All together, the factual statements in the Observer report that we can check turn out to be consistently accurate. Therefore the reporters had very good sources of information and used them well. One of them, the “European military source” sounds very British to me.


That brings me to the other, larger issues raised by the Observer for which we do not yet have other good contemporary sources. I’d point to three things in particular. First, the Bush administration was already contemplating what we see Tony Blair urging in mid-2002, the `UN route’ to `wrong-foot’ Hussein with a cynical demand for weapons inspections. It seems that Bush lost interest in that sometime in the following months, but not before the British Ambassador in DC, Christopher Meyer, picked up the signal and transmitted the idea back to the UK, where it gestated again. Eventually Blair convinced Bush to return to the UN route.

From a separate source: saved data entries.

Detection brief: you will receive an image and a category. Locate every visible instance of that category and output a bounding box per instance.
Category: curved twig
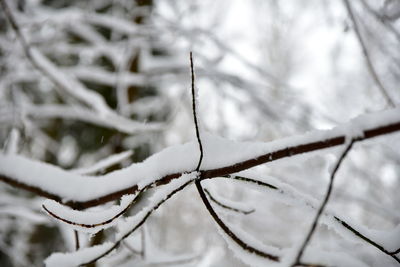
[42,192,140,229]
[195,179,279,261]
[204,187,255,215]
[190,51,203,172]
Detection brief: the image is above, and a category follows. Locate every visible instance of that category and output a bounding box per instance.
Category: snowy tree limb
[0,108,399,210]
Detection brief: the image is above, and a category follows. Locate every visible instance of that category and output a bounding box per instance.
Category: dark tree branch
[190,51,204,172]
[204,187,255,215]
[1,118,399,210]
[343,0,395,107]
[291,140,355,266]
[74,230,80,251]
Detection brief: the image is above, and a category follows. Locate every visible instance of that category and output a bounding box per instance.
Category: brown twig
[204,187,255,215]
[343,0,395,107]
[291,140,355,266]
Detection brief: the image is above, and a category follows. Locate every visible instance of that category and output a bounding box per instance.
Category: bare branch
[204,187,255,215]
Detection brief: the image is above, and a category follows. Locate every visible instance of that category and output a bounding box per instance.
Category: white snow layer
[0,107,398,204]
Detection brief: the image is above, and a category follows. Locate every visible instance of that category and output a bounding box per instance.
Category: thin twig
[291,140,355,266]
[74,230,80,251]
[190,51,204,171]
[343,0,395,107]
[334,216,400,263]
[204,187,255,215]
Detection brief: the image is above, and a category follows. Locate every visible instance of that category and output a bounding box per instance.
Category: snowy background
[0,0,399,266]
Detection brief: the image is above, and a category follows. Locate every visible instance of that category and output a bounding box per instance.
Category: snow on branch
[0,107,399,209]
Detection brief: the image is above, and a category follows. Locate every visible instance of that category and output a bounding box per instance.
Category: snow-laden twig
[42,193,138,233]
[44,172,197,267]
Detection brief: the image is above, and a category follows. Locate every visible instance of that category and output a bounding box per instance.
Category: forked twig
[291,140,355,266]
[189,52,277,261]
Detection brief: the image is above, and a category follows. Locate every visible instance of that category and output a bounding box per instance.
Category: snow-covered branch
[0,107,399,209]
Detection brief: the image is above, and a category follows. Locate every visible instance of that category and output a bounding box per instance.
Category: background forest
[0,0,399,266]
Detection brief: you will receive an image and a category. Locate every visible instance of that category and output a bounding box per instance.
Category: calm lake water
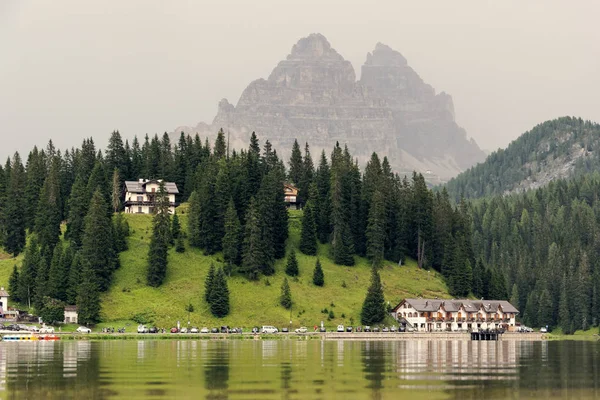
[0,339,598,399]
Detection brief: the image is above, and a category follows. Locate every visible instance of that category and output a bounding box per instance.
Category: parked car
[319,327,327,332]
[336,325,345,332]
[200,327,209,334]
[390,326,398,332]
[27,325,40,332]
[18,324,30,331]
[373,327,380,332]
[170,327,179,333]
[364,326,371,332]
[76,326,92,334]
[211,328,219,333]
[382,327,389,332]
[281,327,289,333]
[40,326,55,333]
[190,327,199,333]
[137,325,149,333]
[406,327,415,332]
[6,324,20,331]
[261,326,278,334]
[540,327,548,333]
[346,326,353,332]
[252,327,260,334]
[180,327,188,333]
[295,327,308,333]
[220,326,229,333]
[149,326,158,333]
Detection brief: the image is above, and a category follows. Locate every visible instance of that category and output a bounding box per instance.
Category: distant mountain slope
[445,117,600,200]
[173,33,485,182]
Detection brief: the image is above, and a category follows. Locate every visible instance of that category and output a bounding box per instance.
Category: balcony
[124,200,177,207]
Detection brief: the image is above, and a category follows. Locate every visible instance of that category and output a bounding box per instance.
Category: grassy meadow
[1,208,451,330]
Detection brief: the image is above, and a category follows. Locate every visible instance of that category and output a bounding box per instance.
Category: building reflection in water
[394,340,520,385]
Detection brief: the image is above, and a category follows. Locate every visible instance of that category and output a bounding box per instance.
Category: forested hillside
[470,173,600,333]
[446,117,600,200]
[0,129,481,327]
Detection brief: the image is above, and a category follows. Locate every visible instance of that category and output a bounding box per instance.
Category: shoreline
[1,331,547,341]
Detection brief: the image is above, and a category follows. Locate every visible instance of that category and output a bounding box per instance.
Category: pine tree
[17,238,41,308]
[77,264,101,325]
[360,266,386,325]
[8,265,20,303]
[559,273,570,333]
[288,139,303,185]
[66,253,81,305]
[213,129,227,160]
[175,237,185,253]
[35,156,62,252]
[241,197,264,280]
[106,130,128,180]
[315,151,331,243]
[366,189,386,267]
[113,212,130,252]
[280,277,292,309]
[39,297,66,325]
[171,213,181,241]
[299,200,317,255]
[187,191,202,247]
[205,263,216,303]
[23,147,46,232]
[81,189,117,291]
[209,267,230,318]
[65,175,88,248]
[222,199,241,267]
[33,253,49,312]
[111,168,121,212]
[285,249,299,277]
[4,153,26,256]
[47,244,68,302]
[313,259,324,287]
[147,182,171,287]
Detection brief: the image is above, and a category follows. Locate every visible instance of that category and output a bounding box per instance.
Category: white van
[337,325,344,332]
[261,326,278,334]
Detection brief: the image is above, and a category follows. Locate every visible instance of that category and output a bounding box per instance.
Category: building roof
[64,305,78,312]
[124,179,179,194]
[0,287,9,297]
[396,298,519,314]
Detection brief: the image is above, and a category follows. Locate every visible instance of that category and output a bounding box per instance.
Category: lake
[0,339,598,399]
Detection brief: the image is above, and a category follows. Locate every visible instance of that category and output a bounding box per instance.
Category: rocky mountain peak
[288,33,342,61]
[173,33,485,182]
[365,43,408,66]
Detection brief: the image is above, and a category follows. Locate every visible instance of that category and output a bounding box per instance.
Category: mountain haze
[446,117,600,200]
[173,33,485,181]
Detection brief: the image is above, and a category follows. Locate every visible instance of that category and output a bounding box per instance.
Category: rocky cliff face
[174,34,485,181]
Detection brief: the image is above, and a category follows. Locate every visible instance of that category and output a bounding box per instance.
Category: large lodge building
[392,298,519,332]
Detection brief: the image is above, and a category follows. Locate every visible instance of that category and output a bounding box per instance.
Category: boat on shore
[1,333,61,341]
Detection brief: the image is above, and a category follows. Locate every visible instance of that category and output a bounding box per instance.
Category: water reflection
[0,339,599,399]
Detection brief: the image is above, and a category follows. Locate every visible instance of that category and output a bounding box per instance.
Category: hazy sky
[1,0,599,160]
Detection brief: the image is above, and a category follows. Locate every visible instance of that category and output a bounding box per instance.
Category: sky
[1,0,599,160]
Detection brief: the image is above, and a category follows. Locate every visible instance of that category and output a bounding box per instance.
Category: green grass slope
[101,209,449,329]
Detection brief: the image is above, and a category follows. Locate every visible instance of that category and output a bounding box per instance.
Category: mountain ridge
[445,116,600,200]
[172,33,485,181]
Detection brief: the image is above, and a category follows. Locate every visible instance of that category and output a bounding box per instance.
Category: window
[137,195,143,202]
[138,207,142,213]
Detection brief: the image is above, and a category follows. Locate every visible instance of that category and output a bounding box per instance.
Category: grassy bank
[101,209,449,329]
[546,326,600,340]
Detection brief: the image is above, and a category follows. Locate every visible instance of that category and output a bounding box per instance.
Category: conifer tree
[241,197,264,280]
[66,253,81,305]
[288,139,303,185]
[285,249,299,277]
[113,212,130,252]
[35,156,62,252]
[222,199,241,267]
[559,273,570,333]
[299,201,318,255]
[205,263,216,303]
[171,213,181,242]
[214,129,227,160]
[111,168,121,212]
[65,175,88,248]
[175,237,185,253]
[47,244,68,302]
[313,259,324,287]
[106,130,128,180]
[81,189,116,291]
[280,277,292,309]
[315,151,331,243]
[8,265,20,303]
[366,189,386,267]
[77,264,101,325]
[209,267,230,318]
[4,153,26,256]
[39,297,66,325]
[33,254,49,312]
[147,182,171,287]
[538,288,553,328]
[360,266,386,325]
[23,147,46,231]
[187,191,202,247]
[17,238,41,308]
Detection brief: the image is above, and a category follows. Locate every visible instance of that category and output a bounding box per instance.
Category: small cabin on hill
[0,287,8,317]
[284,183,300,209]
[64,306,78,324]
[124,179,179,214]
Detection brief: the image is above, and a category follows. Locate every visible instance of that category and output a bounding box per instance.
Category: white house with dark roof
[64,305,78,324]
[0,287,9,317]
[124,179,179,214]
[391,298,519,332]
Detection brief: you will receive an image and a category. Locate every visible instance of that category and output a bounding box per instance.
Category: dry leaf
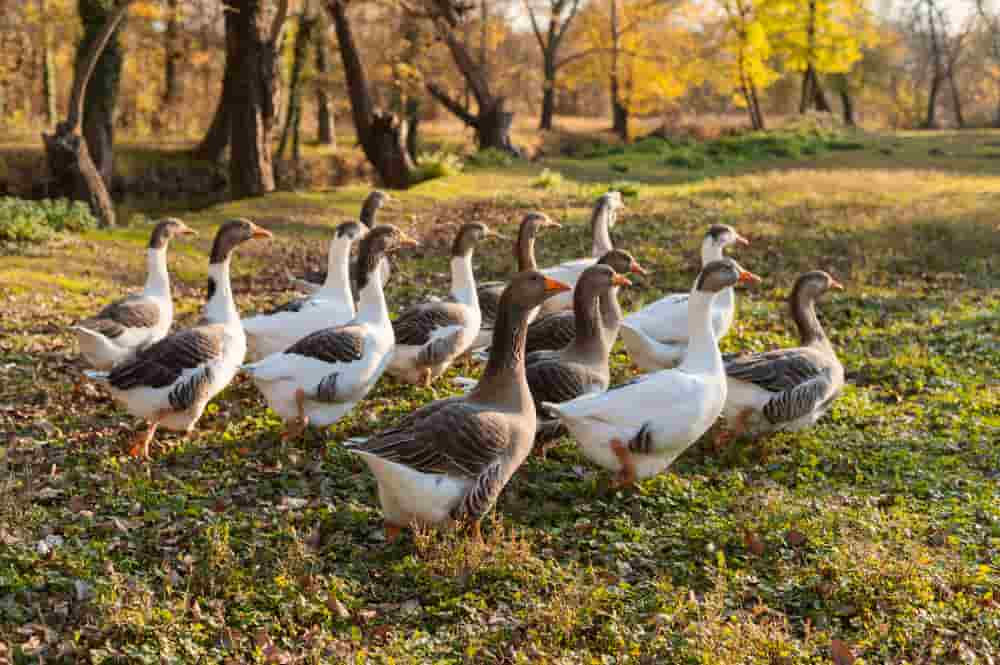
[831,639,855,665]
[328,596,350,619]
[785,530,806,547]
[743,530,765,556]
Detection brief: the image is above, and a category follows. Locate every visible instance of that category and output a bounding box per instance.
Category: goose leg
[714,408,753,451]
[384,522,404,543]
[128,409,170,459]
[282,388,310,441]
[610,439,637,488]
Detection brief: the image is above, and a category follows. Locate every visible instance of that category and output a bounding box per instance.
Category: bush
[414,151,464,182]
[466,148,514,168]
[0,198,97,244]
[532,168,564,190]
[664,148,708,170]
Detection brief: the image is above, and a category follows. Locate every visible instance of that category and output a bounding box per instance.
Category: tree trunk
[227,0,285,199]
[44,0,132,227]
[405,97,421,162]
[539,57,555,130]
[192,11,238,162]
[839,86,855,127]
[926,74,941,128]
[314,24,334,145]
[162,0,180,115]
[42,21,58,127]
[800,65,831,113]
[326,0,413,188]
[947,66,965,128]
[278,12,314,161]
[612,95,628,140]
[76,0,125,189]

Secondly, Blair was at this stage still in the European camp opposed to an invasion of Iraq. This is partly confirmed by Blair’s oblique response to Bush’s appeal for support over dinner on Sept. 20, 2001. According to the Guardian, “President George Bush first asked Tony Blair to support the removal of Saddam Hussein from power at a private White House dinner nine days after the terror attacks of 11 September, 2001. According to Sir Christopher Meyer, the former British Ambassador to Washington, who was at the dinner, Blair told Bush he should not get distracted from the war on terror’s initial goal – dealing with the Taliban and al-Qaeda in Afghanistan.”

So how was Blair flipped? The “European military source in the Observer provides a clue. The Bush administration thought they could do no wrong and were listening to nobody who opposed them over Iraq. This conforms to what Robin Cook said over and over in recent years, that Blair went along with Bush because he thought that was the only way he would be able to influence him. The sad thing is that the only likely way to have had influence was to have remained firm against the invasion. Blair provided just enough cover for Bush Co. that they were able to portray the invasion as something other than delusional and dangerous.

And thirdly, note how badly the planning went awry after this point in Dec. 2001. At that stage, the main plan for overthrowing Hussein involved supporting Iraqi opposition groups with air support. Sending in ground troops was still considered an alternative option. I wonder whose bright idea it was to focus on invading Iraq and abandon the attempt to promote Hussein’s overthrow from within? I suspect it must have been the same people who had just begun banging the WMD drum. In other words, Blair was somehow flipped by this gang in DC just as it was moving from a poor and ill-founded plan to topple Hussein, to what became a disastrous recipe for a quagmire in Iraq.

As with so many things connected to George Bush, the more we learn about how his policies evolved, the more we have to ask `Why?’.